Publications de Presse Burundaise, Rohero I Avenue de la JRR N°17 Immeuble le SAVONNIER, Téléphone standard : (257) 22 22 62 32, Fax :(257) 22 22 58 94, email: pressequotidienne@yahoo.fr

QUARTIER MUGOBOKA> La construction anarchique du quartier II

La population devrait savoir que les normes de l’urbanisme protègent l’environnement

 

La rédaction du quotidien « Le Renouveau » s’est rendue au quartier Mugoboka II de la zone urbaine de Rohero où certains habitants ont construit leurs maisons de manière anarchique.

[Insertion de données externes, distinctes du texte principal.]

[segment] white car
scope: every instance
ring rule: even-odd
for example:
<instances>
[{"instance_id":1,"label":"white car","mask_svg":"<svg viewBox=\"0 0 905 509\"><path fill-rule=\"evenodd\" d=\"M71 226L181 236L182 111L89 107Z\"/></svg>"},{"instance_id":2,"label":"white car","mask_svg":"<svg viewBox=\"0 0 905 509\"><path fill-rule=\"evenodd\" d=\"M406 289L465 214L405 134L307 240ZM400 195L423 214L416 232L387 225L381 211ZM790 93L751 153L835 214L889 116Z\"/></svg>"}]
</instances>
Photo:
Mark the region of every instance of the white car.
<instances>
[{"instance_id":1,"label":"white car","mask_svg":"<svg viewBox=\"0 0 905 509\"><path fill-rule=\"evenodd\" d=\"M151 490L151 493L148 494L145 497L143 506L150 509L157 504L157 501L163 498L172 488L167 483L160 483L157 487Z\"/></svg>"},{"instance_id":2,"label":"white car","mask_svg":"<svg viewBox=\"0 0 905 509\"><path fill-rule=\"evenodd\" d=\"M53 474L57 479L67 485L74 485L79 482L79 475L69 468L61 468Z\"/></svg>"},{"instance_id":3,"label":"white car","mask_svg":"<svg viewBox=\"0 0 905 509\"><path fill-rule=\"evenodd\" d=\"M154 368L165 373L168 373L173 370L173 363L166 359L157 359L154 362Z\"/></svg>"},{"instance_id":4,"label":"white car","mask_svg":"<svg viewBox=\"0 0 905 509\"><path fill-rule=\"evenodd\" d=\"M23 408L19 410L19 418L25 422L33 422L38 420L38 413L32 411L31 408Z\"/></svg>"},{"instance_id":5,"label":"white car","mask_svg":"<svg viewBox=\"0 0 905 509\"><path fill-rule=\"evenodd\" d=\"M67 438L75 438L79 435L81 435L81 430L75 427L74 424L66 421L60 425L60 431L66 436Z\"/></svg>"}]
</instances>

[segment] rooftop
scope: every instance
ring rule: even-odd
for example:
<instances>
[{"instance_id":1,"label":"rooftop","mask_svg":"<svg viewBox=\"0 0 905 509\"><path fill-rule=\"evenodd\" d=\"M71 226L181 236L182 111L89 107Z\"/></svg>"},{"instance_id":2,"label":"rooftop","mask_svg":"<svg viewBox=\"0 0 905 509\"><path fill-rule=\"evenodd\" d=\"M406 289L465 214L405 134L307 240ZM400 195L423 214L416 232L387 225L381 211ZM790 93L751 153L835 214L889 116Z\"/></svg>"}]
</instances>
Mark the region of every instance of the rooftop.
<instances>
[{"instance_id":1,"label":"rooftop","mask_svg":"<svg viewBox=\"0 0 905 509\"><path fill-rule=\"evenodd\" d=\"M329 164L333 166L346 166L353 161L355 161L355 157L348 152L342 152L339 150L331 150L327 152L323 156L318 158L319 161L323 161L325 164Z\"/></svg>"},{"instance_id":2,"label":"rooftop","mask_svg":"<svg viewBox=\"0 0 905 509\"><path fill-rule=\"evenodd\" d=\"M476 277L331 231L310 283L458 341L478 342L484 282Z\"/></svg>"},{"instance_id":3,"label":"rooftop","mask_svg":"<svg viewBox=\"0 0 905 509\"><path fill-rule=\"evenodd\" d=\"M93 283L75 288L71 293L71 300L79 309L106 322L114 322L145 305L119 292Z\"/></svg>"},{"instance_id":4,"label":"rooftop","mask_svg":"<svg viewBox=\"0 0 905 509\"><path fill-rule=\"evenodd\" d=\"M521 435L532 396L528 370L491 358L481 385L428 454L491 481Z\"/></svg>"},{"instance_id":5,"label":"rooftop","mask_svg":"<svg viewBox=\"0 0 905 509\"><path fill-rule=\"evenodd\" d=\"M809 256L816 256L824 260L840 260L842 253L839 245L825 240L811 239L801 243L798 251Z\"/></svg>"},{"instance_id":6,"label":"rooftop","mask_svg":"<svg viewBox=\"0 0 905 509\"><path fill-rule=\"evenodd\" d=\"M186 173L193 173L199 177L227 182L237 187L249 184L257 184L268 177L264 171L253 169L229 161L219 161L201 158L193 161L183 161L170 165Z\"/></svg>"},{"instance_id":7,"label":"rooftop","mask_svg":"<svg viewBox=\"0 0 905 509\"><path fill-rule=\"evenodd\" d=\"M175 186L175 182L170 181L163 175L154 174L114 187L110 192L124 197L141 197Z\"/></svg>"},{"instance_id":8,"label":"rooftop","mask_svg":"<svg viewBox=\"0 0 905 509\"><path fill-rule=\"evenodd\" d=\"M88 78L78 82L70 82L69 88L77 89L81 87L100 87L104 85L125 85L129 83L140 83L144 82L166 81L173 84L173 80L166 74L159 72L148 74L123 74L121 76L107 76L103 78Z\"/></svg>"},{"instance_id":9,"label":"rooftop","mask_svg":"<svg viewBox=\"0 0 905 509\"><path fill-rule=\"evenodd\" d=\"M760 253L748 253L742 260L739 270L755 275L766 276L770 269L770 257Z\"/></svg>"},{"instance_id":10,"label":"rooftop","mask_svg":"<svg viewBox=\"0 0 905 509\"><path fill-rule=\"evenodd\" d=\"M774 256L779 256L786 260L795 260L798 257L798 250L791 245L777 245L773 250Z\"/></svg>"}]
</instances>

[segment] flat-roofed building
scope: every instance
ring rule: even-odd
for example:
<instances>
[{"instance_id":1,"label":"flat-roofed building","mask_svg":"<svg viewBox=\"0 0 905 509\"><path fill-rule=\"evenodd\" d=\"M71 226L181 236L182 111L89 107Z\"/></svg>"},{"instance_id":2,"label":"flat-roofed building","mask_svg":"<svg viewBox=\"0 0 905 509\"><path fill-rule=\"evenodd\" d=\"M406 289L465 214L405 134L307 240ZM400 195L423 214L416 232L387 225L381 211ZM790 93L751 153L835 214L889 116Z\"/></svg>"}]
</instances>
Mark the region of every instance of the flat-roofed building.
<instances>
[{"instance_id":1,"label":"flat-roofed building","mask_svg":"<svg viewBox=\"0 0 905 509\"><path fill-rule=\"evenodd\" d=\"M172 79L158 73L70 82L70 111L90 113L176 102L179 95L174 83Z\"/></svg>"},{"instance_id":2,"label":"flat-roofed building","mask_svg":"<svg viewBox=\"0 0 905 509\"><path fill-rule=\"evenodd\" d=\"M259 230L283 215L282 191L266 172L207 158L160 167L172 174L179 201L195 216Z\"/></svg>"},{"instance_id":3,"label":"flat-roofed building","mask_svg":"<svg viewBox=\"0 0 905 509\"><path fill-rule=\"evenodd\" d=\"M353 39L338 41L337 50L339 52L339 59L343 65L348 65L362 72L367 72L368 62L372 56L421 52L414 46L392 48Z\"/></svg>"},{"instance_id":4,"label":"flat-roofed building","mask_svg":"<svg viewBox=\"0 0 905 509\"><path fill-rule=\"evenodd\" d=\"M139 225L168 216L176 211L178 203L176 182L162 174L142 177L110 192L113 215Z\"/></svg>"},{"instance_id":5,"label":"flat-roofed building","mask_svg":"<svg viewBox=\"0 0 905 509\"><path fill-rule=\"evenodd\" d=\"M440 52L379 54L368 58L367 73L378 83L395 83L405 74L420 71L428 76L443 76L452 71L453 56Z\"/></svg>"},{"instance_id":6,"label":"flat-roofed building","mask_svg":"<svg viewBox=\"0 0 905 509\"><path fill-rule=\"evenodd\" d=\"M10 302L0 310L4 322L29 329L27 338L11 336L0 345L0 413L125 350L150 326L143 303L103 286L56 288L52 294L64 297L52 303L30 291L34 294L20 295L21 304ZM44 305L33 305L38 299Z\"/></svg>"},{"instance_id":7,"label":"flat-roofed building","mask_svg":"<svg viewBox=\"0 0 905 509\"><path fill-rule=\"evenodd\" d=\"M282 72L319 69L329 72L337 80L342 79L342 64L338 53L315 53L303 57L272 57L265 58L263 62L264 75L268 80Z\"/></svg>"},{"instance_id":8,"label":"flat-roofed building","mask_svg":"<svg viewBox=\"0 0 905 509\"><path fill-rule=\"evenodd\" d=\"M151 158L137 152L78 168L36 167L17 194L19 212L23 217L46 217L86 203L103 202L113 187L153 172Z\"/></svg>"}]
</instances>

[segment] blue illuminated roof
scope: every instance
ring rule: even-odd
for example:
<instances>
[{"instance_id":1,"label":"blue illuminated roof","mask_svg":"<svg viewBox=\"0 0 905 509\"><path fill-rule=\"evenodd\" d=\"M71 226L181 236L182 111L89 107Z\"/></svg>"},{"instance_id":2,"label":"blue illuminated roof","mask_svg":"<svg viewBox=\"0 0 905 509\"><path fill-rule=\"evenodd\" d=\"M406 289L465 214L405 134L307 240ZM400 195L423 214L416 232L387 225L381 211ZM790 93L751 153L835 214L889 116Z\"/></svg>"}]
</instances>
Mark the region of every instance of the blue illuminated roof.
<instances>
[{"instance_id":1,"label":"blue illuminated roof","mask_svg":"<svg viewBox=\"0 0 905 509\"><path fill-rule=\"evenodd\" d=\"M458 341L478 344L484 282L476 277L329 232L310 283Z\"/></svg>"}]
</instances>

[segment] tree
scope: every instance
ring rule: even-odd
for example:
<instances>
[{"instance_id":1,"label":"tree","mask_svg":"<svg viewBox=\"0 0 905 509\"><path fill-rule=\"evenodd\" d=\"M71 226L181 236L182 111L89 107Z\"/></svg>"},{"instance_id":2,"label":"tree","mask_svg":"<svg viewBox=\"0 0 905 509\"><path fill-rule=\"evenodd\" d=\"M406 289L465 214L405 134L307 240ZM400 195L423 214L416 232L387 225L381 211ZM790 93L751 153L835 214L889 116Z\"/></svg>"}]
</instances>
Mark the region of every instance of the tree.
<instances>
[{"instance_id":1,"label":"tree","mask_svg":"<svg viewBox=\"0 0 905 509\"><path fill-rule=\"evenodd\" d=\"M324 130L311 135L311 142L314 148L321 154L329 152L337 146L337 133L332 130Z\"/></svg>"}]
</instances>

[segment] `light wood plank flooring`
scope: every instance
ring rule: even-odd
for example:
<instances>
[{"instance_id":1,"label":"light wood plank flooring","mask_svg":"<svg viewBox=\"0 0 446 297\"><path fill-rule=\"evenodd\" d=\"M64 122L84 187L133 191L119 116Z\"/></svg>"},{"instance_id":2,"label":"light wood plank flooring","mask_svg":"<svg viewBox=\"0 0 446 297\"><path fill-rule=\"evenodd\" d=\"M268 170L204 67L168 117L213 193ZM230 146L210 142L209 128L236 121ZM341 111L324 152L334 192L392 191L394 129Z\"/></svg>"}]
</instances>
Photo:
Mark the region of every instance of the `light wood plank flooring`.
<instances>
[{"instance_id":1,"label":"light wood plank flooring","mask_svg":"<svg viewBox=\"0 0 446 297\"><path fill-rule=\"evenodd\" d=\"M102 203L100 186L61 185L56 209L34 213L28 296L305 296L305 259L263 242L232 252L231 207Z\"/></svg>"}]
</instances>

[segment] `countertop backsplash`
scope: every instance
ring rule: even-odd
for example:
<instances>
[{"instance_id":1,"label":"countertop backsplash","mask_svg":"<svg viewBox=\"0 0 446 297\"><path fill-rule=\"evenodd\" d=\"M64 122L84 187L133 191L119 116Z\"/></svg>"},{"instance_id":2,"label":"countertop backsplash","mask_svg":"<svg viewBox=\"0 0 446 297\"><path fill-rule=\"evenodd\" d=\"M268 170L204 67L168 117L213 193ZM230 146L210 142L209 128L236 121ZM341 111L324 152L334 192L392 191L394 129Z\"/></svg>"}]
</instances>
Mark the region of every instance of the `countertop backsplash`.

Actuellement leurs  constructions augmentent  la perte de certaines portions de terrains. 

 

Des menaces érosives s’observent  sur une grande partie de ce quartier, surtout que c’est une localité qui se trouve sur le pied des montagnes de la partie de Bujumbura où les eaux de pluie descendent  avec force du sommet de ces montagnes pour y faire des dégâts. Cette localité  s’étend sur les berges et est traversée par plusieurs canaux naturels d’évacuation des eaux de ruissellement qui  se déversent dans la rivière Ntahangwa.   Aujourd’hui, la plupart des gens qui habitent ce quartier sont  confrontés à un problème érosif qui, d’habitude, n’est pas nouveau mais dont la construction qui y est a empiré la situation. La localité en soi est sur la pente de la rivière Ntahangwa où l’écoulement est fort.                         

Elias Minani, l’un  des habitants de quartier Mugoboka II, affirme que le problème s’est agravé depuis qu’on a commencé à construire  des maisons  sans que les normes  de l’urbanisme soient respectées. L’érosion s’est accélérée pour emporter les terrains et les habitations. M. Minani a fait savoir que malgré  les menaces de la rivière sur leur quartier,  la population a jugé bon de doubler leurs efforts pour lutter contre  l’érosion qui est toujours présente.Comme des glissements de terrains causés par les eaux de pluies et les  ravins qui emportent des terres, M. Minani demande aux autorités et à d’autres bienfaiteurs de continuer à donner davantage d’arbres pour  reboiser toutes ces collines afin de réduire la force de l’érosion.Il a remercié  même certaines associations qui  viennent souvent planter des arbres sur les collines qui surplombent leur quartier. A l’endroit des jeunes vivant dans ledit quartier, il leur a demandé  de suivre le modèle  de ces  associations qui contribuent dans la préservation de l’environnement. Pour lui, reboiser les collines de Bujumbura, c’est aussi  protéger la ville  Bujumbura.